“Why does everything you know, and everything you’ve learned, confirm you in what you believed before? Whereas in my case, what I grew up with, and what I thought I believed, is chipped away a little and a little, a fragment then a piece and then a piece more. With every month that passes, the corners are knocked off the certainties of this world: and the next world too. Show me where it says, in the Bible, ‘Purgatory.’ Show me where it says ‘relics, monks, nuns.’ Show me where it says ‘Pope.’” –Thomas Cromwell imagines asking Thomas More—Wolf Hall by Hilary Mantel
Saturday, July 25, 2009
Welcome to Reading Subtly
Literature too is an epistemology. We understand best what we can imagine to be otherwise: the universe needn't have been riddled with black holes, the earth needn't have been drowned in water, humans needn't have evolved to walk on two legs. "Spin multiple hypotheses," Carl Sagan admonishes in Demon-Haunted World. Not only does each prospective solution hold the possibility of being closer to the truth, but each attempt primes the mind to abandon those farther away, and opens us to new discovery. Literature, the imagining of other lives and other consciousnesses, opens us to discover a more encompassing humanity. It is set diametrically against the believer vs infidel tribalism which is too often catalyzed by religions. And it is absolutely essential in this postmodern, dangerously overpopulated world.

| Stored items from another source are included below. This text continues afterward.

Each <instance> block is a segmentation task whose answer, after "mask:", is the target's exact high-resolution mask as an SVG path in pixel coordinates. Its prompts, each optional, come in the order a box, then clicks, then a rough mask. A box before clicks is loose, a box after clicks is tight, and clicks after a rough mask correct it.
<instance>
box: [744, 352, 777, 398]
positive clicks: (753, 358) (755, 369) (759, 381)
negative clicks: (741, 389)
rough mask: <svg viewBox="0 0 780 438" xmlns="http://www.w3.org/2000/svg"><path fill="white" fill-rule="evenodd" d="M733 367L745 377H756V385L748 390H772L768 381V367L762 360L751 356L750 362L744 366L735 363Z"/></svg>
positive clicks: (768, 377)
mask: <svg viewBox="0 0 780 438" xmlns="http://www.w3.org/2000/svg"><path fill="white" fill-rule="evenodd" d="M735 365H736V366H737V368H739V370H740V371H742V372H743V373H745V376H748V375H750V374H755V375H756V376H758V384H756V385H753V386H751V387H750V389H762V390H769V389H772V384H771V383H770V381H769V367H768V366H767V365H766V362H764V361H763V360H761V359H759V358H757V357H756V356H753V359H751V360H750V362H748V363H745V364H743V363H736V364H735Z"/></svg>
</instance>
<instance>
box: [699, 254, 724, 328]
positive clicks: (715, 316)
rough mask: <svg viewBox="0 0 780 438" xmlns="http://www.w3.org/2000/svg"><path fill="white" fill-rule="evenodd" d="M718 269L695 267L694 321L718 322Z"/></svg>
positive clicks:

Reading subtly is about slowing down. Too many of us go about desperately trying to find our next entertainment fix. We seek out gorgeous celebrities jumping out of screens to escape big explosions. And we fixate on narratives of tribal war and revenge. Is it any wonder that worldwide tribal wars and honor killings consume so many lives? What if instead of the elitism of wizards and vampires and super spies and super cops we learned to control our craving for entertainment? What if we could sit back and appreciate the nuances of thought of people who could exist or have existed in the same wizardless, vampireless, superheroless world we all inhabit? What if instead of mass cult followings for J.K. Rowling, there were followings, outside of the vitiating pseudo-theories of academia, for Proust, or Bellow, or Munro? Reading subtly is about getting practice getting to know others, real or fictional, so that we can better know ourselves and better know our world--the better to live in it.